In the common parlance (the one in which a tomato is a vegetable) glass is a solid. It’s incompressible and it doesn’t flow.
In technospeak (tomato is a fruit), glass is neither solid nor liquid. It is a glass. A glass does not exhibit crystaline structure and has a glass transition rather than a solid/liquid melting transition. Plexiglass, clear plastic, and other things are also glasses. Being a glass does not have anything to do with whether the material is transparent at optical frequencies. Naphthalene, the subject of my high school chemistry glass transition experiment, is opaque white. It also smells like mothballs.
Glass is solid. And I’m talking technically speaking here, not just some subjective, “it feels hard when I hit my head against it.” I can’t believe how often this comes up, and I can see from the links (thanks, by the way) I’ve chimed in on this before.
Glass has a transition temperature (Tg) where it undergoes it’s phase change.
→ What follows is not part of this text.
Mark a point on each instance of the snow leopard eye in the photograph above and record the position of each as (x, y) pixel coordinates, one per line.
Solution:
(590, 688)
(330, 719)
Use a TMA, a dilatometer, a DSC, whatever, but if this isn’t a change in state, please explain what it is.
What is more, many crystals we can all agree are solid have a Tg as well. Alumina (Al2O3) and Silica (SiO2), for example. Same chemical formula, same temperature, same state, but if you have cooled it too quickly for the crystal structure to form, you have a glass. Conversely, you can take compounds that normally form glasses and cool them in such a way that they are able to form a crystalline lattice. Such ceramed glassed include Pyrex.
Not every solid need have a crystalline structure. I challenge anyone to provide me a cite from an original source that proves otherwise. I have the ASTM vol. 4, the Fundamentals of Inorganic Glasses, and few other texts in my bookcase now, so see if you can find something more compelling.